Gleichgültigkeit gegenüber Menschenrechten und staatlicher Aggression sind auch bei Andrei Konchalovsky schmerzlich sichtbar Liebe Freunde ! (2020), wie 1962 eine Arbeiterdemonstration in der südrussischen Stadt Nowotscherkassk von Militär und KGB-Scharfschützen rücksichtslos niedergeschlagen wurde. Es gibt eine direkte Verbindung zwischen der sowjetischen Armee der Vergangenheit und der aggressiven Staatspolizei von heute, die jede Form von politischem Protest unterdrückt.

Liebe Freunde !

Nationale DNA
Übrigens hatte Konchalovsky wenig Mühe, über Putin zu sprechen, als wir mit ihm sprachen. „Sie im Westen haben ein völlig falsches Bild von Russland, genauso wie wir ein völlig falsches Bild vom Westen haben“, sagte der heute 85-jährige Russe zu Jos van der Burg. „Ich denke, es gibt eine nationale DNA, die Macht strukturiert. In den Niederlanden haben Sie ein bestimmtes politisches System, weil Sie es als Volk wollen, nicht weil es jemand für Sie bestimmt. In Russland ist es genauso. Russen lieben einen starken Anführer. Aber sobald er an der Macht ist, ändern sie ihre Meinung und hassen ihn. Plötzlich wird der Anführer für alles verantwortlich gemacht.

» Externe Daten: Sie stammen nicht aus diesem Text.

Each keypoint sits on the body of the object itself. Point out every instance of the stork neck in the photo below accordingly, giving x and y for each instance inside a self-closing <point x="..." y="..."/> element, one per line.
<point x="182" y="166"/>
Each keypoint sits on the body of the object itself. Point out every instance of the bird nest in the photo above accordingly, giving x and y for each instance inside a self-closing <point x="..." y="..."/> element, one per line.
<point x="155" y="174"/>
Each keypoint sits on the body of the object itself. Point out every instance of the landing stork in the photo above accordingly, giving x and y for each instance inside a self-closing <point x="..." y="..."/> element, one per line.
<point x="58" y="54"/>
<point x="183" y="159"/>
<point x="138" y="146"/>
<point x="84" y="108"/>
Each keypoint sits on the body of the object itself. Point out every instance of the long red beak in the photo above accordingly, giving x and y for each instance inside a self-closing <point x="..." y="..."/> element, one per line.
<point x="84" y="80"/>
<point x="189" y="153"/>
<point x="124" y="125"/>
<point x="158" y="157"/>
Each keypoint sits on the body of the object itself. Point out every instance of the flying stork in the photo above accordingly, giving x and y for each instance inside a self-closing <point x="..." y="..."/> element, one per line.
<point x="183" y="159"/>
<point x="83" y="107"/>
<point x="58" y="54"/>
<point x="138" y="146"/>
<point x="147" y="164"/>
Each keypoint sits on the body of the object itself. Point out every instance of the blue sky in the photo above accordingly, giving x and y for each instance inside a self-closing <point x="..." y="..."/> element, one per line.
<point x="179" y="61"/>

In den Dokus hier kaum zu sehen Bitva za Ukrainu (2014) und Homo Speran (2020) Konchalovsky erweitert seine pro-russischen Überzeugungen. In Bitva za Ukrainu er fragt sich, inwieweit es wünschenswert ist, dass die Ukraine Teil des Westens ist. Er plädiert nicht direkt für eine Annexion der Ukraine durch Russland, hält eine politische Einmischung in das Land aber für diskussionswürdig. Tatsächlich reflektiert der Film durch den Euphemismus „Einfluss“ auf die Vorteile einer von Russland annektierten Ukraine.

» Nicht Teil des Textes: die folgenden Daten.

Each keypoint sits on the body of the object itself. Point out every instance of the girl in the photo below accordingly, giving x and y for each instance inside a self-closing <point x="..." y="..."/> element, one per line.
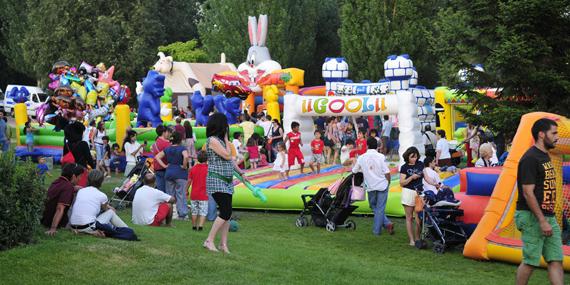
<point x="411" y="182"/>
<point x="253" y="151"/>
<point x="29" y="136"/>
<point x="280" y="163"/>
<point x="190" y="139"/>
<point x="219" y="182"/>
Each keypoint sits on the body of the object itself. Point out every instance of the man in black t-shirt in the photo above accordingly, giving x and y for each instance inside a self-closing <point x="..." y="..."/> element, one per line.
<point x="59" y="198"/>
<point x="536" y="182"/>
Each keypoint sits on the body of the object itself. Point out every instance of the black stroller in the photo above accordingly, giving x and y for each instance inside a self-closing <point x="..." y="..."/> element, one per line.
<point x="124" y="195"/>
<point x="441" y="224"/>
<point x="330" y="211"/>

Homo Speran versucht, über diese fast mythische „russische Seele“ des einfachen Bürgers zu sprechen. Der Film zeichnet ein romantisiertes Bild der russischen Landschaft, in der sich der einfache Mann und die einfache Frau um den Zustand des Landes kümmern. Wenn es Russlandkritik enthält, ist es nur ein hypothetischer Kontrapunkt zu einer überbordenden Begeisterung für Putins Russland und einem wachsenden Misstrauen gegenüber dem Westen.

Wo dank eines Films wie Liebe Freunde ! Während Konchalovsky eine eher progressive Stimme vertrat, erzählen seine Dokumentarfilme eine ganz andere Geschichte. Es ist ein großer Nachteil, das russische Kino des Augenblicks zu ignorieren: Wo einzelne Regisseure in einer größeren Diskussion über den politischen Zustand ihres Landes stehen, verschwindet aus dem Blickfeld.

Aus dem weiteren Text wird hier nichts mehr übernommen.